Billie Eilish and Finneas arrived early in the afternoon to collect the trophy for song written for visual media for their “Barbie” ballad “What Was I Made For.”

“This is shocking to me,” Eilish said. “I was hoping to turn around and leave.”

“I want to thank our parents, our father, who worked as a construction worker at Mattel Corporation for much of our childhood to keep food on the table,” Finneas said.

SZA presents the award for Best Urban Music Album at the 65th Annual Grammy Awards on Sunday, February 5, 2023 in Los Angeles. (AP Photo/Chris Pizzello)

Dozens of stars began arriving early, with Dua Lipa and Monet among the stunning looks on the arrivals carpet.

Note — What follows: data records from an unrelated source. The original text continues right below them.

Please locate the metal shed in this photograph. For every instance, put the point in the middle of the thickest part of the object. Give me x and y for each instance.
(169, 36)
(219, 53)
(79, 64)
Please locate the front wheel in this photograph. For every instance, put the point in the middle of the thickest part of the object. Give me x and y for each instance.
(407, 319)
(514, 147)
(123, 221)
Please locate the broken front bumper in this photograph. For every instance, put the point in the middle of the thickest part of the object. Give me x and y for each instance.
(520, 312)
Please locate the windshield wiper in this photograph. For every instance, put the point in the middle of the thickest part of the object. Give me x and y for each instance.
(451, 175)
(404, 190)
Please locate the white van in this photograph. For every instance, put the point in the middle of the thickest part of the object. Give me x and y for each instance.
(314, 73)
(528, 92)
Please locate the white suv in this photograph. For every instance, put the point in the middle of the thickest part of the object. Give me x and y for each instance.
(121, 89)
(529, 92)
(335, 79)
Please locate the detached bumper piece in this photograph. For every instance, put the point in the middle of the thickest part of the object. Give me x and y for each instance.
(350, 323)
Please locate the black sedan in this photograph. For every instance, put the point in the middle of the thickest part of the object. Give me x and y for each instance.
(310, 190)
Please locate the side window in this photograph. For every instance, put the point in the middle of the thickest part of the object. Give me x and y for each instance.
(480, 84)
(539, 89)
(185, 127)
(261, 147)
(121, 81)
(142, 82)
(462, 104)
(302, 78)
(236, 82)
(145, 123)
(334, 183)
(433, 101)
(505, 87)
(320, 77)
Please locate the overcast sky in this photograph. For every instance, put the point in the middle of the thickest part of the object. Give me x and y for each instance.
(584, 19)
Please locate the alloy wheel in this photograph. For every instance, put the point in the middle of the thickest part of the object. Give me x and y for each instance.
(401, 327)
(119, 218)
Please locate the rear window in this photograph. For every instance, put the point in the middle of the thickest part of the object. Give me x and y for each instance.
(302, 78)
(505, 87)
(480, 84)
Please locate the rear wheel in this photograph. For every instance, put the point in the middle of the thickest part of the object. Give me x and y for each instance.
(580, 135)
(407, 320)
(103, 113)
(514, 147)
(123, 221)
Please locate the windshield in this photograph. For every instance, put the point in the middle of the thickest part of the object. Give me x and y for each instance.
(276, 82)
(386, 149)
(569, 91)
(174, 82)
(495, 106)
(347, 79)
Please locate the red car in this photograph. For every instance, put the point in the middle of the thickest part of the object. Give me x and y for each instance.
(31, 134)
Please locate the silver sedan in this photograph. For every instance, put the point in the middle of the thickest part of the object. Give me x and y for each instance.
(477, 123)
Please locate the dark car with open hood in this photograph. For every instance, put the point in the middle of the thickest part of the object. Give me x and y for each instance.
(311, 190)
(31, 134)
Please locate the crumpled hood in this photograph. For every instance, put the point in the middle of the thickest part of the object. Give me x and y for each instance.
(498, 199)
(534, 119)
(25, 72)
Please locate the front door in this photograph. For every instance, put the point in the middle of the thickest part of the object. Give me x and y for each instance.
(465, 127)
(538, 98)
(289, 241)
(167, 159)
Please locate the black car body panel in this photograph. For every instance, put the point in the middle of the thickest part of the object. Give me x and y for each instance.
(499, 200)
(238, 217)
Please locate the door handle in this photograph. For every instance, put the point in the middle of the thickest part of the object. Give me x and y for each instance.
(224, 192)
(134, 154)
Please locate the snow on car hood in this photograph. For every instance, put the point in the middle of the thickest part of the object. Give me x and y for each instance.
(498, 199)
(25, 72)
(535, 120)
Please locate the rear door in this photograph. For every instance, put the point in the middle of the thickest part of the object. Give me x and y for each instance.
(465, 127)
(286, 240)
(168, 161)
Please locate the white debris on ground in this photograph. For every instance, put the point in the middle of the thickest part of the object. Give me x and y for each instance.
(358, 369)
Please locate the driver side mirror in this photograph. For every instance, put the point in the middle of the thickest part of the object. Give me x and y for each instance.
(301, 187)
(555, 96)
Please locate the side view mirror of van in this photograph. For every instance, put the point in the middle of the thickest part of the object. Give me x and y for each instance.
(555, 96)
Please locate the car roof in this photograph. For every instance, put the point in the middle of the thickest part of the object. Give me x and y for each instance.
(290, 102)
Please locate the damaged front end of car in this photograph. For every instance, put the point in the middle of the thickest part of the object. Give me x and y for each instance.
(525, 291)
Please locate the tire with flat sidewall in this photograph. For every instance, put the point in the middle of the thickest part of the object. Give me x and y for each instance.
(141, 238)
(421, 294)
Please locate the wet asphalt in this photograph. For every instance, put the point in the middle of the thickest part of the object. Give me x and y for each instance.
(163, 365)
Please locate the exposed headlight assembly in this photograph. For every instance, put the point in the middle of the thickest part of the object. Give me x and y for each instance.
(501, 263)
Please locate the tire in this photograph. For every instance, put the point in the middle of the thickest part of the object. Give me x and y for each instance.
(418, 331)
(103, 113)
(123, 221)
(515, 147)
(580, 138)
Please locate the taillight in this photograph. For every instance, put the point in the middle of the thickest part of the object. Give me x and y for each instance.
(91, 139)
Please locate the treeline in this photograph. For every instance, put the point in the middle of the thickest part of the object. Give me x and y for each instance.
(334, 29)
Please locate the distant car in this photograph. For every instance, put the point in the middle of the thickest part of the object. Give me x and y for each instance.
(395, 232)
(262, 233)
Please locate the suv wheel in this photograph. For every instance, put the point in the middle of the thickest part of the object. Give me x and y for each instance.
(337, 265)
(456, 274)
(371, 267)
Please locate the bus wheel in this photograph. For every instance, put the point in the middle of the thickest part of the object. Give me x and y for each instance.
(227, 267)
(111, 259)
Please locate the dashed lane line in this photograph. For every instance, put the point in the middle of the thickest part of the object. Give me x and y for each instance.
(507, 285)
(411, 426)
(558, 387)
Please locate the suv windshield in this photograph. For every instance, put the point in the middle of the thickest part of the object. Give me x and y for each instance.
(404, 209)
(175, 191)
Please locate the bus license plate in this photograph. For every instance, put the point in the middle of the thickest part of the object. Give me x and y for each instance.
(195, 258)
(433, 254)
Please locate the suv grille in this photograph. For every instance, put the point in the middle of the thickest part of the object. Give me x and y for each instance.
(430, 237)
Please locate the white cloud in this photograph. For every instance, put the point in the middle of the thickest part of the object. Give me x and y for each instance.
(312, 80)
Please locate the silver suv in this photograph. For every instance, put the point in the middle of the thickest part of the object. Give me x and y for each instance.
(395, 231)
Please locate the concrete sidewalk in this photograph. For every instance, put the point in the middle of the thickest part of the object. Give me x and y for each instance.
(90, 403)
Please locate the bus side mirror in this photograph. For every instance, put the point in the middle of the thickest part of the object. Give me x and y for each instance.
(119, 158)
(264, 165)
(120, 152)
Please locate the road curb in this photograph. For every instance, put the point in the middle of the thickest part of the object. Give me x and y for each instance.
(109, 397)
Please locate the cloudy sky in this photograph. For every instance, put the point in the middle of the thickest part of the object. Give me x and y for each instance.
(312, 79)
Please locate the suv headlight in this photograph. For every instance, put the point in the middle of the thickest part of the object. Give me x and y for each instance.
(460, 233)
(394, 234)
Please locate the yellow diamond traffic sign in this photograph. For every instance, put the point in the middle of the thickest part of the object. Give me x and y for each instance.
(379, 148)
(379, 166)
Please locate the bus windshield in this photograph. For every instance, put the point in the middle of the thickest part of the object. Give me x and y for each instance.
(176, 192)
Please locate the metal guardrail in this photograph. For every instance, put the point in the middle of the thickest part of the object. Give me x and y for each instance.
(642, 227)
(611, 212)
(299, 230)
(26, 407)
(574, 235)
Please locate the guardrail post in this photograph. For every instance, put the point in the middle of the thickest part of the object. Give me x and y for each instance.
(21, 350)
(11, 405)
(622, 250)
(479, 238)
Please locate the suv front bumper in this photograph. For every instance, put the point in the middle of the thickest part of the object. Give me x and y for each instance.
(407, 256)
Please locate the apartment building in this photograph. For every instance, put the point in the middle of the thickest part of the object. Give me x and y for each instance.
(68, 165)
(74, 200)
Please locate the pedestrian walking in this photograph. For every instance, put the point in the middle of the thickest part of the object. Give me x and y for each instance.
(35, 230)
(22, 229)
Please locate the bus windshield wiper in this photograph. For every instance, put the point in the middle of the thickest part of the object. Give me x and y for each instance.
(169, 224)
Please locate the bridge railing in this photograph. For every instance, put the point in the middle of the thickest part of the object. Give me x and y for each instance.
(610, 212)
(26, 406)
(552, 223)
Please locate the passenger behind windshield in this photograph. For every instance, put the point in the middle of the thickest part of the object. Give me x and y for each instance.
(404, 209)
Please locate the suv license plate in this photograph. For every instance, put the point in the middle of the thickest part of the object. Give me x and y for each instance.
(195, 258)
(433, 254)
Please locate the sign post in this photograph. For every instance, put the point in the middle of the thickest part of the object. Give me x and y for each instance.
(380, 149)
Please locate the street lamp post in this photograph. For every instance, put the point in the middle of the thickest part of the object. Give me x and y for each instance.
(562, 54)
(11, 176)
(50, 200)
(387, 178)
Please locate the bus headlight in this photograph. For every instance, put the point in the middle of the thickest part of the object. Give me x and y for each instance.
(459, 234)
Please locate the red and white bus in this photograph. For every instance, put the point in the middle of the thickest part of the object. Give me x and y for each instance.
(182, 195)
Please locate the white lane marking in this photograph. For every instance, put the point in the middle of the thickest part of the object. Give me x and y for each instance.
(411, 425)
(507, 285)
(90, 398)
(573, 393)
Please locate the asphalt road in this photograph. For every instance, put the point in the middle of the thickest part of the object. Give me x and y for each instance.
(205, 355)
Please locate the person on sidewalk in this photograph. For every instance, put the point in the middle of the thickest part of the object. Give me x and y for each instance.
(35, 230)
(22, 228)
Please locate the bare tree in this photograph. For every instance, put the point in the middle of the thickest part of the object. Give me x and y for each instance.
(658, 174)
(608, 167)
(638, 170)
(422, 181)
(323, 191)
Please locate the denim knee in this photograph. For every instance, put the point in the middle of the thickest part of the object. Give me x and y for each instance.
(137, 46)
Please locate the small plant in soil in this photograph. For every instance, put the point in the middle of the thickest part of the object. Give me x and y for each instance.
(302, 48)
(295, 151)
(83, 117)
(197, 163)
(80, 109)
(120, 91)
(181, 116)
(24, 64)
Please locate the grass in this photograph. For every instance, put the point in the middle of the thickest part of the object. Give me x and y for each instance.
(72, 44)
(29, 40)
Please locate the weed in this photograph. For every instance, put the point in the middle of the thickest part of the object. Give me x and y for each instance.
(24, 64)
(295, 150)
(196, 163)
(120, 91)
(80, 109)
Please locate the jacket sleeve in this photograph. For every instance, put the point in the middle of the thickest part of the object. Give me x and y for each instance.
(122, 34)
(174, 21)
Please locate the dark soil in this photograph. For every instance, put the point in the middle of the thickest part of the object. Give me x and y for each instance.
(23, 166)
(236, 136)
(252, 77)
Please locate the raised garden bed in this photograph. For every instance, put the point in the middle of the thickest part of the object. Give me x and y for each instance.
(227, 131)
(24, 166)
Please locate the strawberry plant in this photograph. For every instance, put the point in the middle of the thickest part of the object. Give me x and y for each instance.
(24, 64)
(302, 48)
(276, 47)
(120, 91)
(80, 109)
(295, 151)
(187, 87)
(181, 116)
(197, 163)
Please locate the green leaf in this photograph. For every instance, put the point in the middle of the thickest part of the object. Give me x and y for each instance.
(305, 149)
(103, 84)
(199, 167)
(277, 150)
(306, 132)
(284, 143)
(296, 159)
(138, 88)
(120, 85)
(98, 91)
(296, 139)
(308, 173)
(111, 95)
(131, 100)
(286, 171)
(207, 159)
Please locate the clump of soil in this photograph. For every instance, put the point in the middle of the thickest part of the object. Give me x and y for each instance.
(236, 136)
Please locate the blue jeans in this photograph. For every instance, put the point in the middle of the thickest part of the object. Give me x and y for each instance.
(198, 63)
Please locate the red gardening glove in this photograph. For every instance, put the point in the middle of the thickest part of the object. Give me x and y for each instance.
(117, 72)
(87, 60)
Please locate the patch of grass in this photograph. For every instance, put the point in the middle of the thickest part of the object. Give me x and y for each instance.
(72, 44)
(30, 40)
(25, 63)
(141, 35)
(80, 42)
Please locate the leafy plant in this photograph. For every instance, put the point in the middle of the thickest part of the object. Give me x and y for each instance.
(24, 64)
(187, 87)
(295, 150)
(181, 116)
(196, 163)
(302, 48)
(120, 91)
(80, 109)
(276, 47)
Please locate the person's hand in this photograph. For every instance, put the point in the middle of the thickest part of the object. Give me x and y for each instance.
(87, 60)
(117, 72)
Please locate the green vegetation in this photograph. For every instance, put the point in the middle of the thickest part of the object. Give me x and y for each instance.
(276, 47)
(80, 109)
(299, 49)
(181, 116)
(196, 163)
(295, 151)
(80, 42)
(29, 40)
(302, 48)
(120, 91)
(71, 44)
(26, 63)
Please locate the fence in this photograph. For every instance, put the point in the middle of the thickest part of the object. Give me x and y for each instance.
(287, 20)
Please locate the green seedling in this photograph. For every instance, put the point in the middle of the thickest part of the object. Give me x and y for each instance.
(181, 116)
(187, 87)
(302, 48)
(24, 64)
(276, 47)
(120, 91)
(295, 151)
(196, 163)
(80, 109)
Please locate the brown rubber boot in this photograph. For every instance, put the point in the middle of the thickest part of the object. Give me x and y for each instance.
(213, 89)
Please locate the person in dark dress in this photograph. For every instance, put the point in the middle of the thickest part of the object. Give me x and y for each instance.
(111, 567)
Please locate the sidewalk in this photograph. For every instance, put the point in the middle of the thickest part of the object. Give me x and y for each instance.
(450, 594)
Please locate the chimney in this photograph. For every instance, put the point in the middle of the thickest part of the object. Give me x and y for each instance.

Best African Music Performance, a new category that aims to highlight regional musical traditions and recognize “recordings that use unique local expressions from across the African continent,” went to South African singer Tyla for her ubiquitous hit, “Water.” It marks her first Grammy nomination and her first win. “I never thought she would say that she had won a Grammy at age 21,” she said in her acceptance speech. “Last year God decided to change my entire life.”

Jimmy Jam submitted most of the R&B and rap categories, which included best traditional R&B performance. That was for PJ Morton and Susan Carol for “Good Morning,” a sweet moment, but it meant that Hazel Monet, Victoria Monet’s two-year-old daughter, lost her chance to become the youngest Grammy winner of all time .

Best rap performance went to Killer Mike with Andre 3000, Future and Eryn Allen Kane for “Scientists & Engineers.” It meant Killer Mike won the first Grammy in 21 years, since “The Whole World” won best rap performance by a duo or group in 2003. It’s also the first nomination and win for Eryn Allen Kane. And how could they not win: the featured song featured Future’s husky vocals, Kane’s gorgeous crooning, and fine verses performed by Mike and Andre 3000.

Shortly after, they won for “best rap song.” Killer Mike also took home best rap album for “Michael,” shouting, “It’s a sweep! It’s a sweep!”

Brandy Clark, who has been nominated for 17 Grammy Awards in her career, including six this year, took home her first Grammy for Best American Performance for her song “Dear Insecurity.” “I thank my mom for always believing in me, whatever my crazy dreams were,” she said. “And most of all I want to thank Brandi Carlile for making this record with me.”

And Michelle Obama won her second Grammy, this time for best audiobook, narration and short story recording for “The Light We Carry: Overcoming in Uncertain Times,” beating Meryl Streep, Williams Shatner, Rick Rubin and Sen. Bernie Sanders. When nominations for the category were first announced, some fans were surprised that Prince Harry’s memoir, “Spare,” eluded recognition.